The extreme negative SUS.

  1. I think I never want to use the web site again.
  2. I found the web site to be horribly complex for no good reason.
  3. I thought the web site was very difficult to use.
  4. I think that I would need a permanent hot-line to the help desk to be able to use the web site.*
  5. I found all the pages on the web site to be an ugly mess.
  6. I thought the inconsistency in the web site would kill it.
  7. I found the web site to be completely impossible to use.
  8. I found that this web site was extremely awkward to use.
  9. I felt utterly confused by the web site.
  10. Absolutely nothing about the web site worked

*Indicates my personal favorite.

We sought out volunteers and asked them to review the UPA website. After the review, participants were randomly presented with one of five SUS questionnaires. They received either the all positive extreme, all negative extreme, one of two versions of an extreme mix(half positive and half negative extreme), or as a baseline the standard SUS questionnaire. Around 60 people in total participated giving us between 10-14 responses per condition.

What happened?

In short, extreme wording makes a difference—a big difference in fact. The perception of usability as measured using the original SUS items was 60. The average score on the extremely worded negative questionnaire was 77, or around 25% higher.

The average score on the extremely worded positive questionnaire was 41 or around 30% lower than the original SUS score.

Both differences were statistically significant at the relatively small sample sizes (p <.01) and are shown along with 95% confidence intervals in the graph below.


Figure 1: Mean and 95% Confidence Intervals for SUS scores by type of SUS questionnaire.

People basically reacted to these extreme items by disagreeing to them more.

Interestingly enough though, users that got half-extreme positive and half-extreme negative items showed no significant differences from the standard SUS. The higher responses from the extreme negative items basically canceled out the effects of the lower responses from the extreme positive items. Item intensity and direction were confounded so separating the effects of reversing items and making them extreme is difficult at this sample size (although I’ll cover this in a future blog).

Why do people disagree to extreme items?

There are probably several reasons why users tend to disagree more with the extremely worded items but one good explanation comes from some of the earliest research on rating scales (Thurnstone 1928).

It has been noted that people tend to only agree with statements that are close to their attitude and disagree with all other statements. By rephrasing items to their extreme concept, only respondents who had passionately favorable attitudes about the usability of the UPA website tended to agree with the extremely phrased positive statements—resulting in a significantly lower average score. Likewise, only respondents who passionately disfavored the usability agreed with the extremely negatively questions—resulting in a significant higher average score.

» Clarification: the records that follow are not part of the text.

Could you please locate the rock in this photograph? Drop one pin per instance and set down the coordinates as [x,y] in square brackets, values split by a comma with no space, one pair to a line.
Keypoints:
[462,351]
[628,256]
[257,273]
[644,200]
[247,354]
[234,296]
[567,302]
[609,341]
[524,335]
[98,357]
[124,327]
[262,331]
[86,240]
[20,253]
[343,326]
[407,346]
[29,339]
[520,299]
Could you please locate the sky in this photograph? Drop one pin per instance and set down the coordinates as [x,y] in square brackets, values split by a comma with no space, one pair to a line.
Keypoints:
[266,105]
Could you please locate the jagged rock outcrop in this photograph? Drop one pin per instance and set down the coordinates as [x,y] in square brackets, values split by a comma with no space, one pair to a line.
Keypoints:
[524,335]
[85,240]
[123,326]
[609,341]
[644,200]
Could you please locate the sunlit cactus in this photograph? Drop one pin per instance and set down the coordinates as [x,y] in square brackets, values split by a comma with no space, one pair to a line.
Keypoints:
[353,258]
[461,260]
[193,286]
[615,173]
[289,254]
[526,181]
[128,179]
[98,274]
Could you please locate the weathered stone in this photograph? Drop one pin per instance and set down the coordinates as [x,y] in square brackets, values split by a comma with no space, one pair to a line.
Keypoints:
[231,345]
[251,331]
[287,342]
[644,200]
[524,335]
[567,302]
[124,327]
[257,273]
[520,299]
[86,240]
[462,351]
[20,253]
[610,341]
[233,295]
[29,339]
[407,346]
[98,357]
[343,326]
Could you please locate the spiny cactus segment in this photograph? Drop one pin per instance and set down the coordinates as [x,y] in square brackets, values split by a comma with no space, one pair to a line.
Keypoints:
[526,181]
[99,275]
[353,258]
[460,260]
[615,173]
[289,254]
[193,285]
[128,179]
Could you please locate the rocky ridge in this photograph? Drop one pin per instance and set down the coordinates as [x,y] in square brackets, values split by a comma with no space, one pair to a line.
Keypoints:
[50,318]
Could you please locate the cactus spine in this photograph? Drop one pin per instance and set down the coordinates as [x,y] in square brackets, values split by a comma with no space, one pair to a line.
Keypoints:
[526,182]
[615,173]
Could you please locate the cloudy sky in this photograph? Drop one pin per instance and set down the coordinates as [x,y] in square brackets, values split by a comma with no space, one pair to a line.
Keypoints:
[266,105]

While I don’t recommend that anyone uses the above questions in their next usability evaluation, it should be clear from this data that extremely worded items will make a major difference in scores. In fact, compared to other changes you can make such as the number of scale points or the alignment of the response options these effects are huge—about 3 times as large.

When you’re creating your next survey or questionnaire, keep in mind that questions and items interpreted to be extreme will likely result in fewer people agreeing with them. In most cases you’ll probably want items that have a more neutral wording. Of course, what makes an item “extreme” can be highly contextual and controversial.

In hindsight it seems obvious that reactions to extremely worded questions would be like our reactions to extremely opinionated people—we tend to disagree with them more. The good news is that despite the many ways you can mess-up a questionnaire, as long as you use the same questionnaire when you make comparisons between designs, you’ll probably still have meaningful results.